Rule acquisition is performed in two steps. In the first step, we identify where the relations of interest are expressed in text. This is done using a (currently) hand-authored set of extraction rules that associates particular syntactic dependency patterns with a semantic relationship. For example, a rule states that the pattern "X results in Y" may denote (with some confidence) a causality relationship CAUSES(X,Y). Each identification produces a data structure containing the syntactic elements involved in the pattern. Where X and Y are events, we further decompose them into subject+verb+object[+prepositional-phrase]* structures. For example, for one of the earlier example sentences, the extraction is as follows:
"Mechanical energy is produced when two objects move together." ("two objects"/?x "produce" "Mechanical energy") "when"/CONDITION ("two objects"/?x "move" "" [ "together" ])
2.2.3 Semantic Interpretation
Extractions are just a semi-formal data structure reflecting generic statements in text. To use these for reasoning we need to make explicit what inferences they sanction, i.e., make a semantic interpretation. While generic statements can be interpreted in many ways, e.g., [3, 4] , we adopt a simple, "forall...exists..." default reading where (A RELATION B) is interpreted as "for all instances of A, there will (with some confidence c1) exist a B that is in RELATION to A.". We also add a reverse reading, namely "for all instances of B, there will (with some confidence c2) exist an A that is in inverse(RELATION) to B". These interpretations are mechanically generated from the extractions by an algorithm that embodies this interpretation policy. We currently assume equal confidences c1 and c2, but are developing algorithms for better estimating confidences (using machine learning over hand-annotated examples). An example of a synthesized rule is:
// IF two objects move together THEN mechanical energy is produced. forall m, t, o isa(m,"move"), isa(t,"together"), isa(o,"two objects"), agent(m,o), arg(m,t) -> exists p, e isa(p,"produce"),isa(e,"Mechanical energy"), agent(p,o), object(p,e), condition(p,m).
We have used this approach to construct an initial KB containing approximately 30,000 rules from science texts and 15,000 rules from dictionary definitions.
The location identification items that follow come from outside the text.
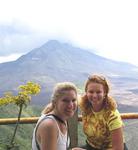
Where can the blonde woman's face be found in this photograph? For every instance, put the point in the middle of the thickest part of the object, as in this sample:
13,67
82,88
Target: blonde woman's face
67,104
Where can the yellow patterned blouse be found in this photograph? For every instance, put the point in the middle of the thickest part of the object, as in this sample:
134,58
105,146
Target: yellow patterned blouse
98,126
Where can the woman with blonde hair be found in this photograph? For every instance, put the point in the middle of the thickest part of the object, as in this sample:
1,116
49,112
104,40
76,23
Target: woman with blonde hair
102,123
51,131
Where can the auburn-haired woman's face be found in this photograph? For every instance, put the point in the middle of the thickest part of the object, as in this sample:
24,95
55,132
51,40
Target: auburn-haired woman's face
95,93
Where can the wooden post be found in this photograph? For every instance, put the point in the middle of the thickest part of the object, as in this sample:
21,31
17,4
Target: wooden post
73,130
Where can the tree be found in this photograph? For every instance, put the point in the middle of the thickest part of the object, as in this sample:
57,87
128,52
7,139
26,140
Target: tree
21,100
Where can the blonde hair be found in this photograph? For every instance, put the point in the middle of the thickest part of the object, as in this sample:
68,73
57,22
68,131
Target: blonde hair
59,90
109,102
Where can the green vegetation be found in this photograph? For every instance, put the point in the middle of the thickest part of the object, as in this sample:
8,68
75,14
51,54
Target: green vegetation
21,99
24,132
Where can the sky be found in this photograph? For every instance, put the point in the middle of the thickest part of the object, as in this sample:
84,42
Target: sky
106,27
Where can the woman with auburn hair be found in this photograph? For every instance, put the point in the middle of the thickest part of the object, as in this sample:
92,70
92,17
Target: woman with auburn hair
102,123
51,131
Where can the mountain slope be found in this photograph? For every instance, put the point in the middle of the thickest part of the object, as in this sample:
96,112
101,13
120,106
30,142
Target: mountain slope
54,62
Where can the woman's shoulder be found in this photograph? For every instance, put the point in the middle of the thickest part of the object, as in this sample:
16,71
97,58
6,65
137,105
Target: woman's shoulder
48,123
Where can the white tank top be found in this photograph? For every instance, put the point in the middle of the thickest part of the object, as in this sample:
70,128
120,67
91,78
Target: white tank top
62,140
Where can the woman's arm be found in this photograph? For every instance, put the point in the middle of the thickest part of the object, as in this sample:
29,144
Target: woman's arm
47,135
117,139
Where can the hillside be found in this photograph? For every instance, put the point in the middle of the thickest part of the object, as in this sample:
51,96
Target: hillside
55,62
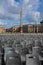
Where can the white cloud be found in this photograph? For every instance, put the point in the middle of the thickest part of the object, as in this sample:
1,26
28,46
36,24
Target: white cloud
9,8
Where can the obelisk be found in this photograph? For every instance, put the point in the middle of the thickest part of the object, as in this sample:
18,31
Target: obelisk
21,30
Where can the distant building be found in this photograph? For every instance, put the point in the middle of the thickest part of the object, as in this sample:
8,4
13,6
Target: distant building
2,29
28,28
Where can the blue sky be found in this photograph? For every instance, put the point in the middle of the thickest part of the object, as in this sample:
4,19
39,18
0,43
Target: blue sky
10,9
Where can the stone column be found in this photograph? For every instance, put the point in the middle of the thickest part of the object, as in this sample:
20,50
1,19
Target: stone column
21,30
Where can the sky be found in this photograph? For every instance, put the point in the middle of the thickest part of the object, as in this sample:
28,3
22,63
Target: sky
32,12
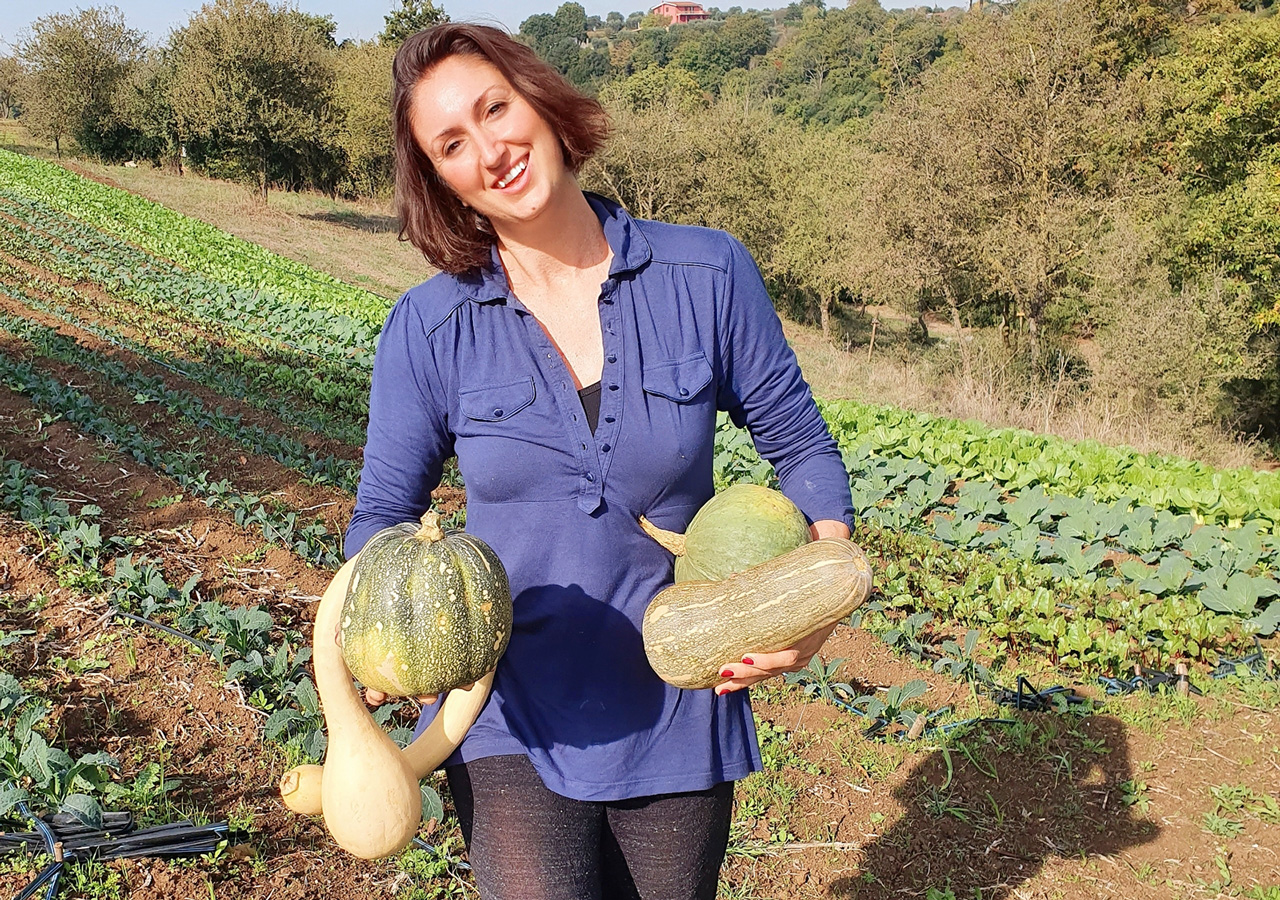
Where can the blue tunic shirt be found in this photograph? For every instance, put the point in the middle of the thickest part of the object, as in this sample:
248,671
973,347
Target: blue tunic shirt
464,368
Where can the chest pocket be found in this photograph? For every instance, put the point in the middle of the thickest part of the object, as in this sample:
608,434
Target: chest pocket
679,380
496,402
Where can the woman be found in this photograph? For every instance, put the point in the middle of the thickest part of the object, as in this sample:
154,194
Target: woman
574,359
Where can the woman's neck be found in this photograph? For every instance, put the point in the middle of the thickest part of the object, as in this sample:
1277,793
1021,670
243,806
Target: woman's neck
566,240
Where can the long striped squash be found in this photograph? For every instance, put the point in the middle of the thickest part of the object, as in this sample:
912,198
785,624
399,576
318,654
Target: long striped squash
694,627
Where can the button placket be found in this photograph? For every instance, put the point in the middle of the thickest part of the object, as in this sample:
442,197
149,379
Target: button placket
611,379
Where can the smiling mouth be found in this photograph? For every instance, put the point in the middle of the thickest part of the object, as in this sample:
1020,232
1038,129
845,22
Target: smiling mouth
516,170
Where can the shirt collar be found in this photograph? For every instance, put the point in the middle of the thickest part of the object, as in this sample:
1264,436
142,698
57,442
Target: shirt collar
627,242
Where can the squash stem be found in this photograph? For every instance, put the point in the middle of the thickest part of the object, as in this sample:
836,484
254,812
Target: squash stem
430,529
673,542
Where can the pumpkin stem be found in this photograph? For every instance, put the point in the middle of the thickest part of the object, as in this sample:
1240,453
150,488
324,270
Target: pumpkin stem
672,540
430,528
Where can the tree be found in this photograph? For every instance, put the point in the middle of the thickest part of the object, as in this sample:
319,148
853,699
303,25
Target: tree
1031,101
821,250
254,81
74,63
362,92
410,18
145,112
10,83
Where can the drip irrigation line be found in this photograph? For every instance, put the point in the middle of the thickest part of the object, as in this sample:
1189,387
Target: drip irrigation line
1025,697
1150,681
174,633
68,840
1255,663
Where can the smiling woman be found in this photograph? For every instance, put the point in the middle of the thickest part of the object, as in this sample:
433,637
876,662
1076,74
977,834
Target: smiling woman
574,359
434,218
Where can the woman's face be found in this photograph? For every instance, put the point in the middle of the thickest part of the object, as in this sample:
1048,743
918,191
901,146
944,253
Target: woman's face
497,154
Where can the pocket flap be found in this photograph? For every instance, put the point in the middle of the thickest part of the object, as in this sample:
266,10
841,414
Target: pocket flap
679,379
494,402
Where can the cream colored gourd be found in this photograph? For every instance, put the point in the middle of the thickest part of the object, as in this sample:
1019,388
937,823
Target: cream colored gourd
694,627
368,789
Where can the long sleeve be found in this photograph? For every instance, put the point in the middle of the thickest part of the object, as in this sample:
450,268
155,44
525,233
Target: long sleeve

To answer a 4-way multiple choice question, the question is first converted to four true/false questions (one for each option) of the form "Is it true that Xi?". Each Xi is then converted into an inference rule using similar NLP machinery, with the important difference that the rule is to be proved, rather than asserted. To prove the rule, the LHS variables are existentially rather than universally quantified, then the result considered to hold for all variable values by the principle of Universal Generalization. For the earlier example ("What form of energy is being used when a person pushes a wooden block across the floor? (A) mechanical…"), the question interpretation for the correct option (A) looks:
// IF a person pushes a wooden block across the floor using X THEN X is mechanical energy exists p, u, pu, b isa(p,"a person"), isa(u,"used"), isa(p,"pushes"), isa(b,"a wooden block across the floor"), agent(pu,p), object(pu,b), condition(u,pu), agent(u,p), object(u,x) -> isa(x,"mechanical energy").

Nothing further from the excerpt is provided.